Human MAIT and CD8αα cells develop from a pool of type-17 precommitted CD8+ T cells.
Walker LJ., Kang YH., Smith MO., Tharmalingham H., Ramamurthy N., Fleming VM., Sahgal N., Leslie A., Oo Y., Geremia A., Scriba TJ., Hanekom WA., Lauer GM., Lantz O., Adams DH., Powrie F., Barnes E., Klenerman P.
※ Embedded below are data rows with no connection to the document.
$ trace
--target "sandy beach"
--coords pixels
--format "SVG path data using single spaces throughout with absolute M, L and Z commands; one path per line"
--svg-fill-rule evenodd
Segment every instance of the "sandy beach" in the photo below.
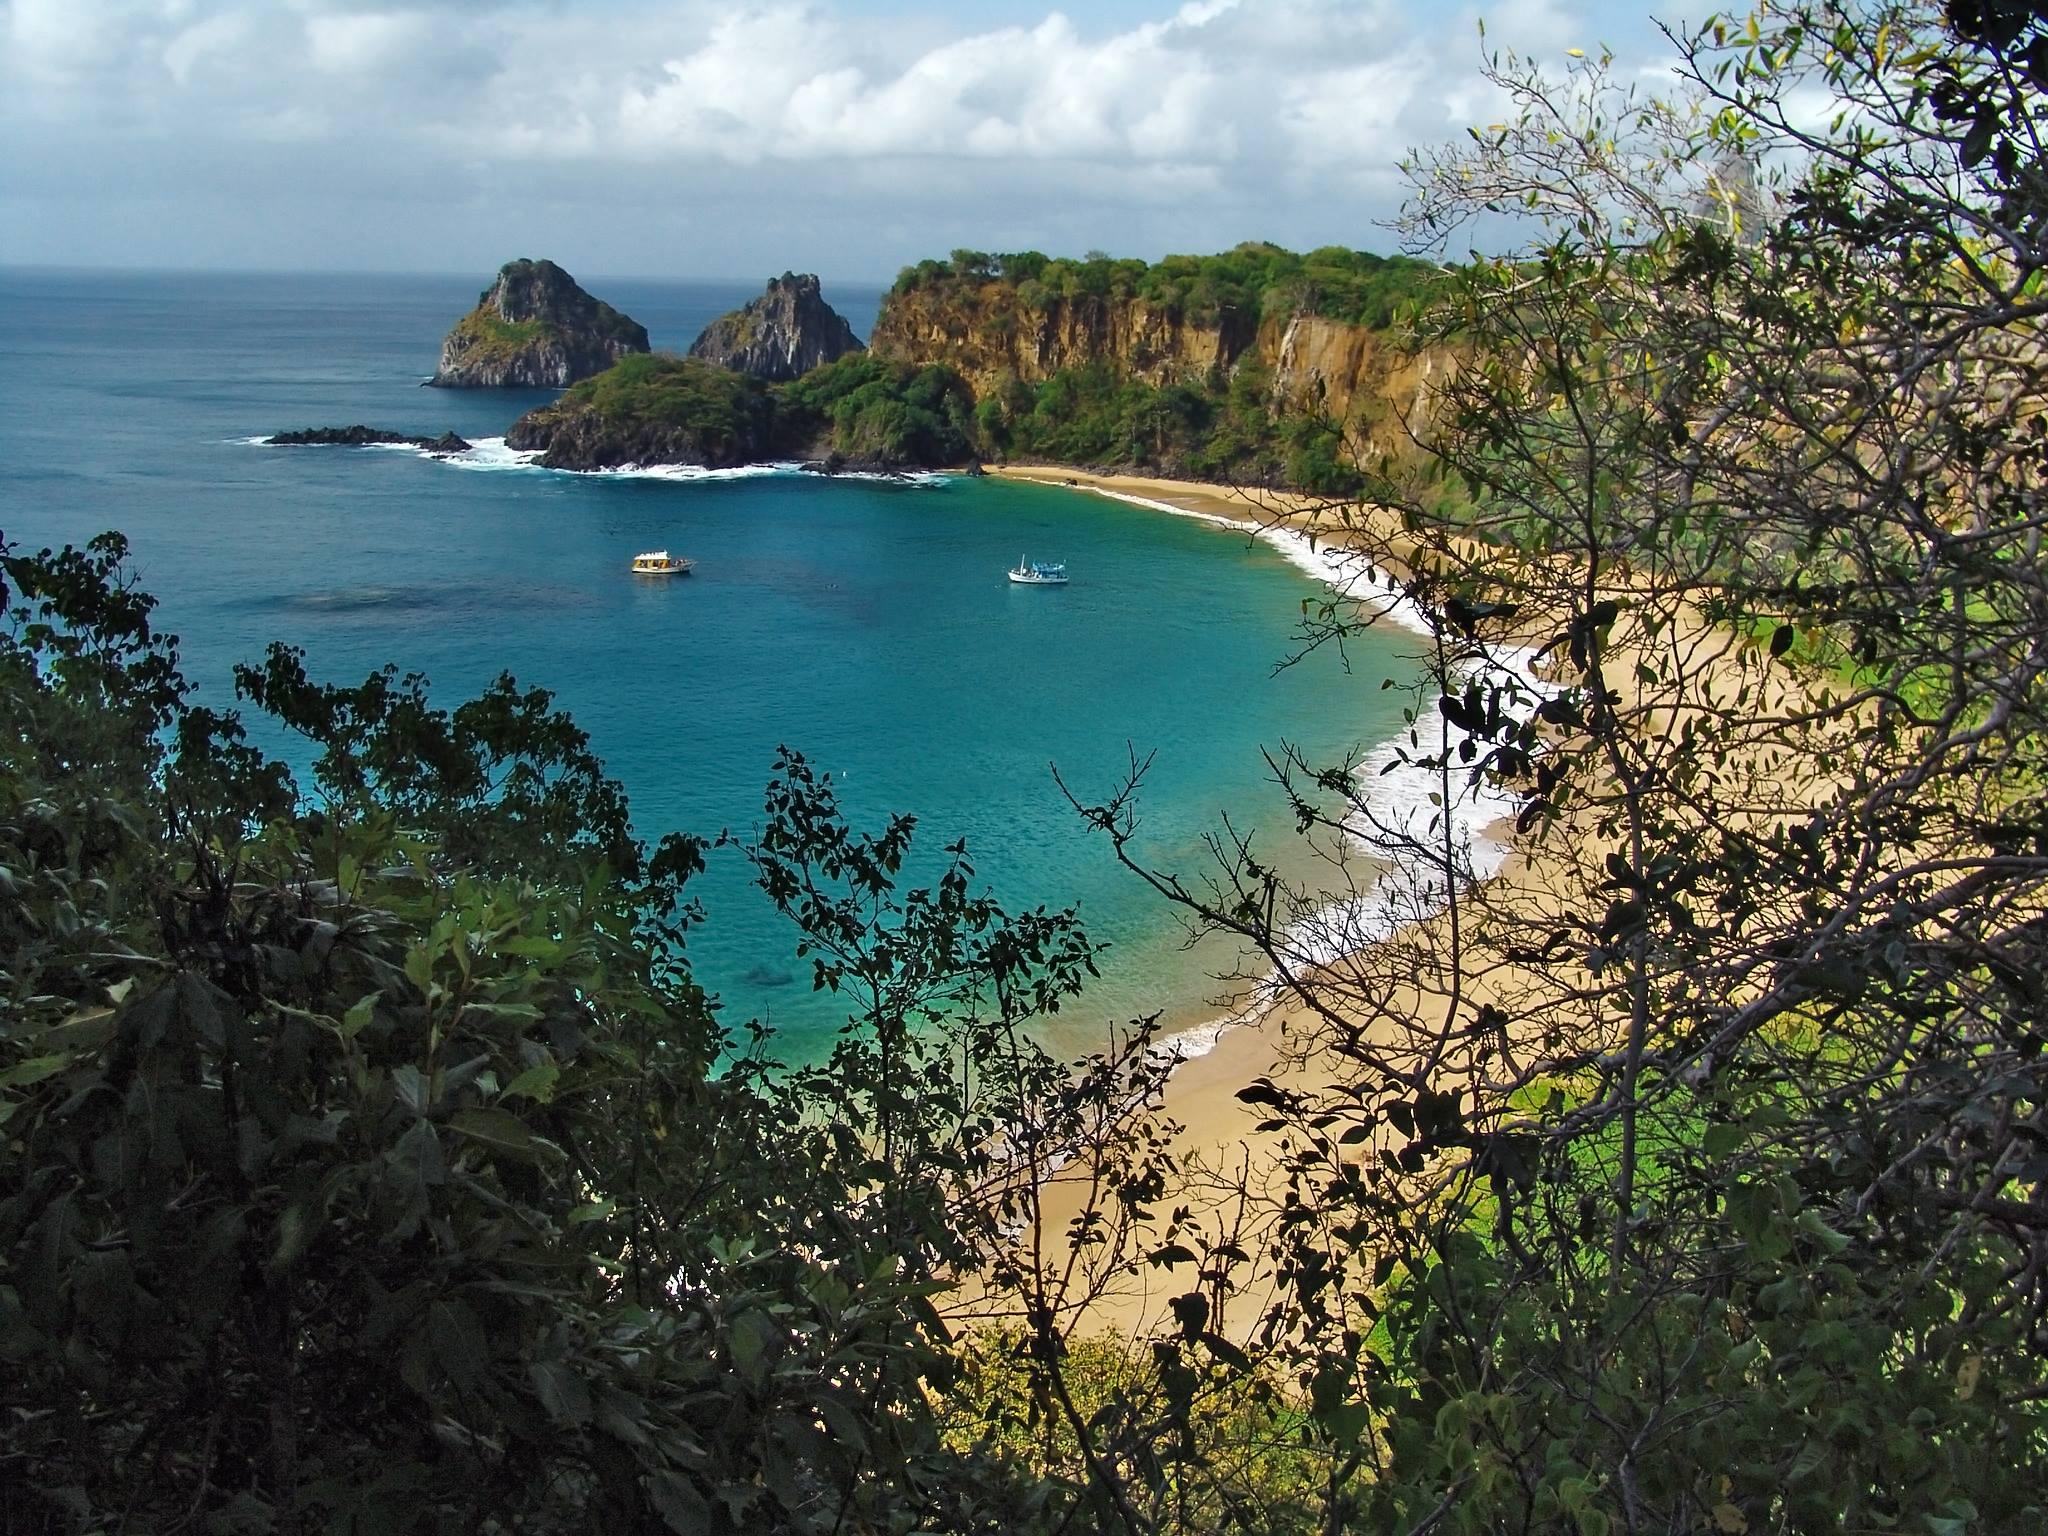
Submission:
M 1372 515 L 1371 509 L 1354 503 L 1298 494 L 1251 492 L 1138 475 L 1098 475 L 1056 465 L 1004 466 L 991 468 L 989 473 L 1112 496 L 1247 530 L 1293 530 L 1331 544 L 1343 542 L 1347 527 L 1356 530 L 1362 518 Z M 1489 831 L 1497 833 L 1498 829 Z M 1532 877 L 1526 858 L 1510 856 L 1493 882 L 1499 888 L 1513 889 Z M 1411 1012 L 1418 1023 L 1427 1024 L 1431 1022 L 1433 1008 L 1440 1018 L 1441 1002 L 1417 996 Z M 1239 1190 L 1272 1191 L 1288 1152 L 1286 1138 L 1280 1133 L 1261 1131 L 1260 1122 L 1270 1112 L 1245 1104 L 1238 1093 L 1262 1077 L 1297 1088 L 1331 1080 L 1334 1064 L 1300 1059 L 1301 1042 L 1316 1022 L 1308 1013 L 1299 999 L 1283 989 L 1266 1006 L 1251 1010 L 1248 1020 L 1225 1028 L 1204 1054 L 1184 1061 L 1173 1072 L 1159 1111 L 1163 1120 L 1179 1128 L 1171 1155 L 1182 1170 L 1185 1187 L 1162 1203 L 1184 1198 L 1199 1206 L 1206 1189 L 1212 1197 L 1209 1219 L 1227 1222 L 1229 1214 L 1220 1209 L 1218 1202 L 1228 1200 L 1233 1186 Z M 1043 1253 L 1046 1262 L 1057 1268 L 1064 1257 L 1063 1234 L 1068 1224 L 1097 1200 L 1090 1170 L 1080 1166 L 1062 1170 L 1048 1182 L 1041 1199 Z M 1097 1275 L 1088 1284 L 1077 1286 L 1087 1293 L 1088 1299 L 1078 1309 L 1075 1321 L 1082 1332 L 1142 1336 L 1154 1325 L 1170 1325 L 1167 1299 L 1186 1288 L 1184 1271 L 1175 1275 L 1140 1266 L 1115 1275 Z M 1247 1300 L 1256 1297 L 1254 1286 Z M 1255 1310 L 1246 1307 L 1240 1321 L 1248 1323 Z
M 1227 486 L 1142 476 L 1095 475 L 1057 466 L 1013 466 L 992 469 L 990 473 L 1115 496 L 1240 526 L 1255 524 L 1278 529 L 1283 537 L 1286 531 L 1293 531 L 1308 536 L 1311 542 L 1332 546 L 1348 543 L 1347 530 L 1354 534 L 1369 531 L 1378 548 L 1384 551 L 1391 543 L 1398 558 L 1396 530 L 1384 523 L 1374 526 L 1373 510 L 1356 504 L 1263 491 L 1246 493 Z M 1670 730 L 1679 716 L 1698 702 L 1725 704 L 1756 681 L 1748 660 L 1755 651 L 1754 645 L 1717 630 L 1696 616 L 1695 622 L 1681 630 L 1667 631 L 1654 640 L 1617 635 L 1613 644 L 1617 676 L 1636 673 L 1653 650 L 1667 660 L 1683 657 L 1684 665 L 1678 670 L 1687 679 L 1682 688 L 1691 690 L 1691 702 L 1684 692 L 1667 703 L 1661 695 L 1638 695 L 1632 681 L 1621 684 L 1630 694 L 1630 706 L 1645 709 L 1642 718 L 1651 729 Z M 1533 846 L 1509 843 L 1508 829 L 1499 823 L 1468 830 L 1496 839 L 1502 845 L 1504 856 L 1494 861 L 1482 887 L 1468 898 L 1497 921 L 1542 923 L 1550 914 L 1567 908 L 1574 892 L 1585 891 L 1602 878 L 1599 861 L 1608 845 L 1591 835 L 1590 828 L 1578 827 L 1569 836 L 1552 837 Z M 1391 950 L 1403 946 L 1414 952 L 1436 949 L 1445 937 L 1440 929 L 1445 921 L 1442 916 L 1418 916 L 1396 936 L 1393 945 L 1377 947 Z M 1354 975 L 1362 973 L 1372 963 L 1365 957 L 1365 951 L 1372 947 L 1375 946 L 1361 943 L 1357 952 L 1339 959 L 1324 974 L 1334 975 L 1353 967 L 1359 968 Z M 1571 969 L 1570 961 L 1563 964 Z M 1461 975 L 1460 1006 L 1469 1011 L 1490 999 L 1506 1002 L 1518 996 L 1555 994 L 1561 974 L 1496 963 L 1485 974 Z M 1313 971 L 1308 975 L 1309 979 L 1321 979 Z M 1387 984 L 1383 981 L 1382 985 Z M 1449 1006 L 1435 987 L 1409 985 L 1398 977 L 1391 983 L 1391 996 L 1392 1005 L 1378 1018 L 1343 1021 L 1368 1046 L 1398 1048 L 1410 1031 L 1421 1034 L 1435 1029 Z M 1247 1105 L 1238 1094 L 1260 1078 L 1270 1078 L 1282 1087 L 1314 1089 L 1339 1083 L 1344 1074 L 1355 1072 L 1355 1064 L 1311 1048 L 1319 1036 L 1328 1038 L 1332 1023 L 1327 1014 L 1315 1014 L 1298 988 L 1283 987 L 1263 1011 L 1255 1011 L 1246 1022 L 1226 1029 L 1206 1054 L 1179 1066 L 1167 1081 L 1159 1109 L 1162 1119 L 1177 1127 L 1170 1151 L 1180 1171 L 1180 1182 L 1156 1202 L 1158 1206 L 1195 1211 L 1194 1224 L 1214 1235 L 1227 1233 L 1233 1220 L 1248 1220 L 1251 1208 L 1261 1203 L 1261 1197 L 1277 1199 L 1283 1194 L 1286 1165 L 1291 1156 L 1300 1152 L 1299 1139 L 1290 1141 L 1290 1132 L 1262 1130 L 1261 1122 L 1267 1120 L 1270 1111 Z M 1346 1154 L 1332 1148 L 1328 1155 L 1355 1160 L 1356 1153 Z M 1084 1210 L 1099 1204 L 1100 1193 L 1092 1185 L 1091 1171 L 1077 1165 L 1051 1179 L 1041 1200 L 1038 1242 L 1042 1262 L 1056 1271 L 1067 1260 L 1068 1224 Z M 1155 1213 L 1163 1214 L 1164 1211 Z M 1156 1240 L 1156 1227 L 1150 1229 L 1149 1235 Z M 1252 1278 L 1239 1303 L 1241 1310 L 1228 1325 L 1232 1332 L 1241 1332 L 1255 1319 L 1261 1286 L 1267 1283 L 1258 1272 L 1258 1260 L 1254 1257 L 1250 1264 Z M 1076 1264 L 1069 1273 L 1070 1294 L 1085 1298 L 1075 1305 L 1069 1317 L 1081 1333 L 1113 1333 L 1138 1339 L 1161 1324 L 1171 1327 L 1173 1320 L 1166 1312 L 1167 1300 L 1183 1293 L 1189 1283 L 1189 1272 L 1185 1269 L 1174 1273 L 1140 1264 L 1112 1273 L 1098 1266 L 1094 1274 L 1084 1279 L 1087 1269 L 1086 1264 Z M 1239 1278 L 1245 1278 L 1243 1272 Z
Human mucosal associated invariant T (MAIT) CD8(+) and Tc17 cells are important tissue-homing cell populations, characterized by high expression of CD161 ((++)) and type-17 differentiation, but their origins and relationships remain poorly defined. By transcriptional and functional analyses, we demonstrate that a pool of polyclonal, precommitted type-17 CD161(++)CD8αβ(+) T cells exist in cord blood, from which a prominent MAIT cell (TCR Vα7.2(+)) population emerges post-natally. During this expansion, CD8αα T cells appear exclusively within a CD161(++)CD8(+)/MAIT subset, sharing cytokine production, chemokine-receptor expression, TCR-usage, and transcriptional profiles with their CD161(++)CD8αβ(+) counterparts. Our data demonstrate the origin and differentiation pathway of MAIT-cells from a naive type-17 precommitted CD161(++)CD8(+) T-cell pool and the distinct phenotype and function of CD8αα cells in man.